Ich teile die Kritik hinsichtlich der Frage, ob es durchgängige Kontrollmechanismen innerhalb der Bankgesellschaft gibt. Ein einheitliches Controlling bis in die Unterabteilungen der Tochtergesellschaften hat lange Zeit gefehlt. Das wird jetzt intensiv aufgebaut. Der Umstand, dass es öffentlich-rechtliche und private Teilbanken innerhalb eines Konzerns gibt, hat mit der Kontrollierbarkeit an sich nichts zu tun. Im konkreten Fall sind in der Ursprungskonstruktion nicht genügend Controllingmöglichkeiten eingebaut worden.
Ich möchte auf einen anderen Umstand hinweisen, der mir die Hauptursache des Problems zu sein scheint. Bis zum Ausscheiden von Klaus Landowsky war der Fraktionschef der größten Abgeordnetenhausfraktion gleichzeitig Vorstand einer Tochtergesellschaft.
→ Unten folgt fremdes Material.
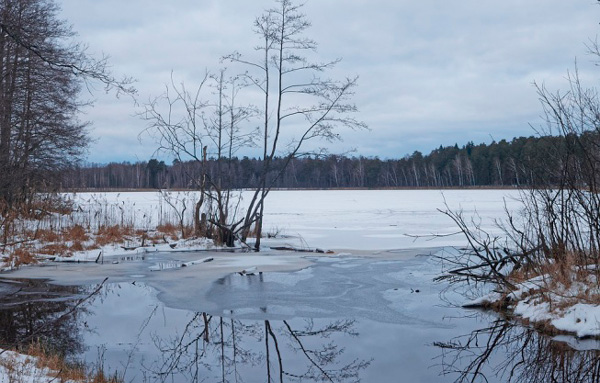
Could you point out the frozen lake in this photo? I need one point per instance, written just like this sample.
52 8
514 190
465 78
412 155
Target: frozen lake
370 314
337 219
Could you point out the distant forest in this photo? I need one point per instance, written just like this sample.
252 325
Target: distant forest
503 163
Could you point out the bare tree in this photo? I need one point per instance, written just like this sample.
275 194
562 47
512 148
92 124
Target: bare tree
190 125
297 101
41 73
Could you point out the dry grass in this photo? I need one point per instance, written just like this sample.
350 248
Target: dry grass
107 235
50 367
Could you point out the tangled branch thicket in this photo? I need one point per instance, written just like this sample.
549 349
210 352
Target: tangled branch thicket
556 235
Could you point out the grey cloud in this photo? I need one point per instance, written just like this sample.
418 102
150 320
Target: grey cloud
431 72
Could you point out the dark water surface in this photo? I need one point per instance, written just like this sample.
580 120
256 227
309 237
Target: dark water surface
342 320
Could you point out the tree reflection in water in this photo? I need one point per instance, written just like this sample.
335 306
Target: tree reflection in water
513 353
36 311
209 343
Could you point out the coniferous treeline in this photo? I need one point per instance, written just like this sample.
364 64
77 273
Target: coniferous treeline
502 163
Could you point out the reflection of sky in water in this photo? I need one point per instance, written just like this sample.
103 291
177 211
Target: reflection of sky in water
391 328
348 319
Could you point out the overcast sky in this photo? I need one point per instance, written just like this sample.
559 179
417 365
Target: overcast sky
431 72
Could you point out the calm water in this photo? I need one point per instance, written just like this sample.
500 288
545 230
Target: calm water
342 320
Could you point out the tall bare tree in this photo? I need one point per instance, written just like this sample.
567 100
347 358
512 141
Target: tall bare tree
193 125
41 73
297 102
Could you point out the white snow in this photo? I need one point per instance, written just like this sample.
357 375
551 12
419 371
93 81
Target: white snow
19 368
330 219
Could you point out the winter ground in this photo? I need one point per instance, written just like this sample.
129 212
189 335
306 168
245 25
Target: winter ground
381 226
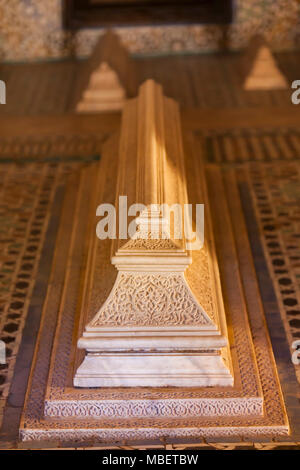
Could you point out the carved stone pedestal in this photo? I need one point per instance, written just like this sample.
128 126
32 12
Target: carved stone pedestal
152 330
148 331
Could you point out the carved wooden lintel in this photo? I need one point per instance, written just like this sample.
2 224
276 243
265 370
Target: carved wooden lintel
152 329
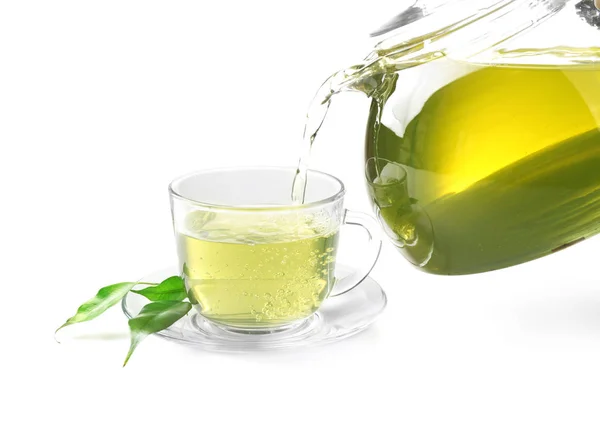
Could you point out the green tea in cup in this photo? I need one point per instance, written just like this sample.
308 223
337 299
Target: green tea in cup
252 259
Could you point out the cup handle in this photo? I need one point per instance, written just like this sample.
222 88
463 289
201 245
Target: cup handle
373 249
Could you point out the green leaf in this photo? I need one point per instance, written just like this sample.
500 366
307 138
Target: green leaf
171 289
104 299
153 318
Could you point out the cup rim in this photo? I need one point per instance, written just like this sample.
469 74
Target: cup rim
259 208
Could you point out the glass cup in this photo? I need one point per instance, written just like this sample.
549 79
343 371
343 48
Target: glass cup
252 260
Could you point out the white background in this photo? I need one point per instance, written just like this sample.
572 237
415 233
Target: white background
103 103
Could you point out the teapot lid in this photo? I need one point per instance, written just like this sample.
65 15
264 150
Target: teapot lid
475 25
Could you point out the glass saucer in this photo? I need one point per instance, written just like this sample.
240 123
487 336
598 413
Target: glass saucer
339 317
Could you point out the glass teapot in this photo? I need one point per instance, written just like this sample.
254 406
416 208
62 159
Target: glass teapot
483 137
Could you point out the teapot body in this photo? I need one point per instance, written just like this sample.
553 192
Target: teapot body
487 161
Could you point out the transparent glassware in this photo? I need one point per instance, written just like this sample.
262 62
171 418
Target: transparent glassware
254 262
483 142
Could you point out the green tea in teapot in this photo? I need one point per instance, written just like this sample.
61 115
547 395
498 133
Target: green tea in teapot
474 167
497 167
482 146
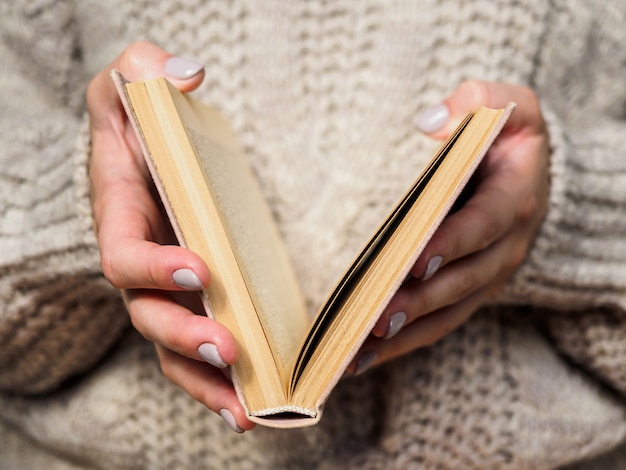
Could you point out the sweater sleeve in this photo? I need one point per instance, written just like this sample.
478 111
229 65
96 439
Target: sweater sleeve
576 271
58 315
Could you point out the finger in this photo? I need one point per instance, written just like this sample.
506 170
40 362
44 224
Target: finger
484 219
207 385
471 94
424 331
125 213
486 270
140 61
161 319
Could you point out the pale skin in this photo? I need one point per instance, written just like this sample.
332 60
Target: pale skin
480 245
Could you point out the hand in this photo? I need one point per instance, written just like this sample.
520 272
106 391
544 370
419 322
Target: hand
476 249
132 233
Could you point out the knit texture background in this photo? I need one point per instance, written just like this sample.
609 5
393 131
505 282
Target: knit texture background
323 96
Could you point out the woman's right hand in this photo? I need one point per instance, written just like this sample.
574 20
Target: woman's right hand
133 236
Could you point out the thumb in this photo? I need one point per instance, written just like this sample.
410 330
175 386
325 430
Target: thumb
443 118
139 61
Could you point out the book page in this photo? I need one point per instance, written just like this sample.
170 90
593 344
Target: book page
261 254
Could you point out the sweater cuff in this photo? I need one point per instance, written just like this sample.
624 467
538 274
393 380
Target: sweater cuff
571 263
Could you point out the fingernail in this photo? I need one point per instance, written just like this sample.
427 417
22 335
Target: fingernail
396 322
433 119
230 419
433 266
366 361
208 352
177 67
187 279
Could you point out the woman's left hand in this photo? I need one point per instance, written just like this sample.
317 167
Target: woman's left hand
476 249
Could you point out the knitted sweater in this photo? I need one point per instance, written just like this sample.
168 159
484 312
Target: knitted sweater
323 96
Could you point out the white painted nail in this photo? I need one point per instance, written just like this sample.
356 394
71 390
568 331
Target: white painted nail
396 322
177 67
433 119
230 419
433 266
209 352
187 279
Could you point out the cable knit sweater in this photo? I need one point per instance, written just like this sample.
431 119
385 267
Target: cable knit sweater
323 96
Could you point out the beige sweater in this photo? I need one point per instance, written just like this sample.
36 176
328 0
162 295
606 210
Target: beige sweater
324 97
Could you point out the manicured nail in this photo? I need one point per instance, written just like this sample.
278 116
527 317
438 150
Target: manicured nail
208 352
230 419
433 266
177 67
433 119
366 360
396 322
187 279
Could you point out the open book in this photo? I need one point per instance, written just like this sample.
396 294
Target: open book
288 363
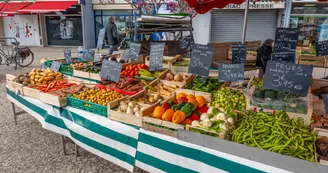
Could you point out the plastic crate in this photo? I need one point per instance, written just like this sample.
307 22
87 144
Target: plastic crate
87 106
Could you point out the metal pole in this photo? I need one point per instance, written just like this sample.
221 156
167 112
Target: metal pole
288 10
245 21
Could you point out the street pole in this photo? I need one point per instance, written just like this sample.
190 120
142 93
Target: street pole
245 21
288 10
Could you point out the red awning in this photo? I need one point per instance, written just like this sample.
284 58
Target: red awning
11 7
48 6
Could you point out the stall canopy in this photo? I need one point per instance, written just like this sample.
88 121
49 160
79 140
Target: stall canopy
47 6
10 8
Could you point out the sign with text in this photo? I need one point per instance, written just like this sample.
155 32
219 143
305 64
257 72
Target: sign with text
101 37
111 70
156 56
55 65
284 57
186 41
67 55
286 40
322 48
88 55
231 72
288 77
201 60
239 52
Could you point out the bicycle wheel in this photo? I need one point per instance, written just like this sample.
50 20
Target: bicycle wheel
25 61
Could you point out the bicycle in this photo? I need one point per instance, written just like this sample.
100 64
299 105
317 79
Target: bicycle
21 56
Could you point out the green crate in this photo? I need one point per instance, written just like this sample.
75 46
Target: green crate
83 105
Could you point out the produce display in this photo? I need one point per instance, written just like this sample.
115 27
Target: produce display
228 98
204 84
277 133
98 96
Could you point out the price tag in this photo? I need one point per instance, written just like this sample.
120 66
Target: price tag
101 37
67 55
239 52
201 60
288 77
186 41
156 56
231 72
111 70
286 40
88 55
55 65
284 57
322 48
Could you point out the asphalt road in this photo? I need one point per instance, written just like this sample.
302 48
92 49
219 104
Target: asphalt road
28 148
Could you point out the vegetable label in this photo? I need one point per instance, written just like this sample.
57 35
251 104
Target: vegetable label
239 52
325 101
322 48
286 40
55 65
101 37
201 60
284 57
288 77
156 56
111 70
67 55
88 55
231 72
186 41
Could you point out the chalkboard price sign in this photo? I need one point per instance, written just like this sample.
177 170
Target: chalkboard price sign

Das bedeutet, dass diese Person aufgrund ihres politischen Gewichts und ihrer Nähe zum Regierenden Bürgermeister eine andere Einflussmöglichkeit hatte, als ihn normalerweise ein Vorstandsvorsitzender einer Teilbank hat. Das hat offenbar zu Geschäften geführt, die ohne diese Verquickung von wirtschaftlicher und politischer Macht nicht möglich gewesen wären.
Hätten Sie Ihren Einfluss als Finanzsenatorin deutlicher zur Geltung bringen können, um solche Strukturen aufzubrechen?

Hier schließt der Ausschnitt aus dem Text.